Well, the Stone Pale Ale that I brewed is in, and man, this is a seriously good beer. The flavours are very balanced, with a definite caramel flavour to it from the generous amounts of crystal malt (19%). The Ahtanum hops are a unique contribution. Even though I’m expecting the signature citrusy flavours associated with American hops, it’s flavours are slightly illusive, as they seem to really blend in well with the surrounding malt body. I’ve always remembered the saying that “if you can pick out one particular ingredient, then there’s too much of it”. They’re in there for sure, they just don’t jump out and hit you in the face. This beer is quite complex for having such a straight forward recipe.

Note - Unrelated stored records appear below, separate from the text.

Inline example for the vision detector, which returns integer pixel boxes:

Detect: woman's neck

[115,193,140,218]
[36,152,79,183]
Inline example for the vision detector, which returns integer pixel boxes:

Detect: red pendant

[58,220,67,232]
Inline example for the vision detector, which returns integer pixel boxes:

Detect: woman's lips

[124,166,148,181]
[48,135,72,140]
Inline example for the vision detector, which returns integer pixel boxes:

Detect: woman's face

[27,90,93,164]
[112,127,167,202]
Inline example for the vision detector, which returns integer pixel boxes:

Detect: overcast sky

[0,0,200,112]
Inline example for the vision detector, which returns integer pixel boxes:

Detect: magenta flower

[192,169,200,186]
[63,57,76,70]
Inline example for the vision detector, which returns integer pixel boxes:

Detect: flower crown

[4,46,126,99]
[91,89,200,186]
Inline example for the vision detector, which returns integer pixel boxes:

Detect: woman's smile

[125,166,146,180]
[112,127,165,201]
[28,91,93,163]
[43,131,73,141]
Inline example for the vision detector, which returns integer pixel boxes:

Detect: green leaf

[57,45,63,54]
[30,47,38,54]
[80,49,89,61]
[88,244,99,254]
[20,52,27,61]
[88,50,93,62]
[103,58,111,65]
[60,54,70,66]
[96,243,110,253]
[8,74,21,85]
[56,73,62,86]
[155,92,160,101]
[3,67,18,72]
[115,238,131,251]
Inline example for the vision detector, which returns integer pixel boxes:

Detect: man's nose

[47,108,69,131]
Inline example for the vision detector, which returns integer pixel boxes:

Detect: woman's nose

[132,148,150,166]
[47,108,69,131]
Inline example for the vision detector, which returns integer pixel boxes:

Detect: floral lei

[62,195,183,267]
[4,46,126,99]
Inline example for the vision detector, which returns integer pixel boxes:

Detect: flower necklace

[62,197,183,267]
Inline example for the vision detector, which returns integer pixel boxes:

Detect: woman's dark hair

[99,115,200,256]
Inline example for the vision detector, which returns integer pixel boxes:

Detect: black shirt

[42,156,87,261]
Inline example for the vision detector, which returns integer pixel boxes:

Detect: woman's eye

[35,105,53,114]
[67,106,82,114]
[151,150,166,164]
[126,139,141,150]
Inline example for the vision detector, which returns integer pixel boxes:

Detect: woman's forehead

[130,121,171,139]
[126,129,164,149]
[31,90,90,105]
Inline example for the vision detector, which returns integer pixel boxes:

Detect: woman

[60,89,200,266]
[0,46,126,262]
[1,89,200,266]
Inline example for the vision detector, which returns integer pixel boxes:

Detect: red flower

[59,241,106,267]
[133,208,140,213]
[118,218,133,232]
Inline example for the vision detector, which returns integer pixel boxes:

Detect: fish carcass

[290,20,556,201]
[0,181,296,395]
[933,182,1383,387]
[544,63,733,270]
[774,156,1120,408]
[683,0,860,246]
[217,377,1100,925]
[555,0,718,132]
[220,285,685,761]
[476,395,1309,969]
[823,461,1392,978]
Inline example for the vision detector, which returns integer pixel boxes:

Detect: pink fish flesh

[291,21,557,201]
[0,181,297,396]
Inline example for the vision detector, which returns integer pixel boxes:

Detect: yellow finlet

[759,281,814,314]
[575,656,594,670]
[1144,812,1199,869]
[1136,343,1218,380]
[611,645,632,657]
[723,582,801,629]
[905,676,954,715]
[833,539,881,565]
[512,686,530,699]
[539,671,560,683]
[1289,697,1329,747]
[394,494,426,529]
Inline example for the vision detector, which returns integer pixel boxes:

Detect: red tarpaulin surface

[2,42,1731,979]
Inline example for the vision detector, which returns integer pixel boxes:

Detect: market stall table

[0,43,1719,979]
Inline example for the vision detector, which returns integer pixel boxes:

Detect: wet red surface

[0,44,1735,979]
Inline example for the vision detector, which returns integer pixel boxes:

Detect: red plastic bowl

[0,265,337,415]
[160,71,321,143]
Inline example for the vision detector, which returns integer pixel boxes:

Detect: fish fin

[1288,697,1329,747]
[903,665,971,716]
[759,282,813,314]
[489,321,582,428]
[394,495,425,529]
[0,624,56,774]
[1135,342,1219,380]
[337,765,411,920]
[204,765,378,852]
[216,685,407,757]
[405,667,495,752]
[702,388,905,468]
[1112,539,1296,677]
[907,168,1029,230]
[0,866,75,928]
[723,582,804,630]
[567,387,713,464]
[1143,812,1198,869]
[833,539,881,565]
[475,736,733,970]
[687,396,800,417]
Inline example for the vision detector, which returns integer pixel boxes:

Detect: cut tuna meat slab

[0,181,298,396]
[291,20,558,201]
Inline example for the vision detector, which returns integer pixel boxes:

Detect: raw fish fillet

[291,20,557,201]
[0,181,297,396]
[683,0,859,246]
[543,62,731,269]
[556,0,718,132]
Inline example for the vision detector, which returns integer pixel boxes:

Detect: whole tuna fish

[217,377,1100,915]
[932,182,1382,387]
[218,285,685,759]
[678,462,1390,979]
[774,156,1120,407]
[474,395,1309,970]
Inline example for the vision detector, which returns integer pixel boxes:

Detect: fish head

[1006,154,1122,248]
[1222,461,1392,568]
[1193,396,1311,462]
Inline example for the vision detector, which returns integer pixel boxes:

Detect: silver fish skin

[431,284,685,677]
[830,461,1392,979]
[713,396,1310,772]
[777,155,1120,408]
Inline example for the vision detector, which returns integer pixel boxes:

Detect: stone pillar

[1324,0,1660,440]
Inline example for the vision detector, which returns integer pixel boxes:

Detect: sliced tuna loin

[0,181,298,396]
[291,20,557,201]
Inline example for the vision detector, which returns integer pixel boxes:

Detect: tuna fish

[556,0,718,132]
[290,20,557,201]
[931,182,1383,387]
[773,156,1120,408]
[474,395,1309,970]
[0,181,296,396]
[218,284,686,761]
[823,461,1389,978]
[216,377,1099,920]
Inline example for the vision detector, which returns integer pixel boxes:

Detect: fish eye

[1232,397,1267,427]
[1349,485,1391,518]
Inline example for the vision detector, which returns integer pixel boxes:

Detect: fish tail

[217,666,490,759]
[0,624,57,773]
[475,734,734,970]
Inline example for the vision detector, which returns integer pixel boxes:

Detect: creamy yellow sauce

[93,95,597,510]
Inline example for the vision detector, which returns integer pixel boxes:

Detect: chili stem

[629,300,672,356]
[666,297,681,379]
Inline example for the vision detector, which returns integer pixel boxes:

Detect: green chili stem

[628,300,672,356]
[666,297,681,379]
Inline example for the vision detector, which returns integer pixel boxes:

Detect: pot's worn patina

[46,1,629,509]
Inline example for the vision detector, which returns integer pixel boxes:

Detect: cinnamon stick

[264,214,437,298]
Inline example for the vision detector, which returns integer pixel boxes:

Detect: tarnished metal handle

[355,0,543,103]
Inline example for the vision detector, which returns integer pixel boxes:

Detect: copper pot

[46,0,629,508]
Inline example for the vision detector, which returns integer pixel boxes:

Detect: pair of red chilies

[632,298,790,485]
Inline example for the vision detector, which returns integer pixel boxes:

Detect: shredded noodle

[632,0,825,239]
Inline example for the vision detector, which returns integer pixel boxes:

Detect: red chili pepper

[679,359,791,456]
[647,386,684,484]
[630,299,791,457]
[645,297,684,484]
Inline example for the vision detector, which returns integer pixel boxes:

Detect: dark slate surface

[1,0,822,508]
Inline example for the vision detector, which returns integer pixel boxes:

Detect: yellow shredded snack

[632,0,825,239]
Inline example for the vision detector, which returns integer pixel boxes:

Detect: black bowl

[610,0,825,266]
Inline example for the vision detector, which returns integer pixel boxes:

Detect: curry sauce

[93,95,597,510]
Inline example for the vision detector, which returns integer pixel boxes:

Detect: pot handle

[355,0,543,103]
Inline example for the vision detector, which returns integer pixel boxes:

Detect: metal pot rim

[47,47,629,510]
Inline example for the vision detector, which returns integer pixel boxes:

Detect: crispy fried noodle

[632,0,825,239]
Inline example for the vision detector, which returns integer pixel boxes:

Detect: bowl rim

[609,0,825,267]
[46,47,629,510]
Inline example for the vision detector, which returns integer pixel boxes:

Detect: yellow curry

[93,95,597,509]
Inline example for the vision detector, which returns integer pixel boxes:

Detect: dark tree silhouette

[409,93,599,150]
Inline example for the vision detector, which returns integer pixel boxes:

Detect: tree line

One of the reasons, I think, is because of the water profile. I added some Epsom salt (0.55g per gallon) and Calcium Chloride (0.25g per gallon) to my water to match the profile stated in Stone’s book: The Craft of Stone Brewing Co.: Liquid Lore, Epic Recipes, and Unabashed Arrogance. Those levels are:
30ppm Ca / 85ppm SO4 / 12ppm Mg / 40ppm Na / 40ppm Cl
These numbers are not very far off my own water here from Lake Ontario, but the sulphate level is a bit higher at 85ppm as compared to mine of 28.6ppm. I’ve noticed that by using Magnesium Sulphate (Epsom Salt) as opposed to Calcium Sulphate (Gypsum), the resulting enhancement is slightly different. I’m not finding it as ‘harsh’ as I sometimes get with having too much gypsum in my beers. Maybe it’s just all in my head, because sulphate is sulphate, right? Maybe it’s the sulphate/chloride balance? I’m not sure. My point is, I think the water profile definitely made an impact on this beer in the form of added complexity.
The other interesting choice for this beer was the use of an English Ale yeast. I used Safale S-04, but the book suggests White Labs #WLP002. The yeast character didn’t come through very much, but it does give the beer another underlying layer to ponder.
Since I’ve never actually tried the Original beer, I enlisted the help of 2 fellow home brewers that have. Both enjoyed the beer very much, but if you want to get down to some specifics between the two, here were their observations:
- clone was a touch darker (about 1 SRM)
- clone had more caramel flavour and aroma (probably due to my high F.G. This is the second time I’ve brewed this recipe, and both times I’ve ended up with a final gravity of 1.022.)
- the hops character could ‘punch’ out a bit more
I agree with all of these observations despite enjoying the beer.
I’m always amazed at how sometimes very simple recipes can be so deliciously complex. It shows the mark of a truly talented brew master. And that brew master is Steve Wagner and Mitch Steele at Stone Brewing Co., well done!!
This one is definitely worth having on tap!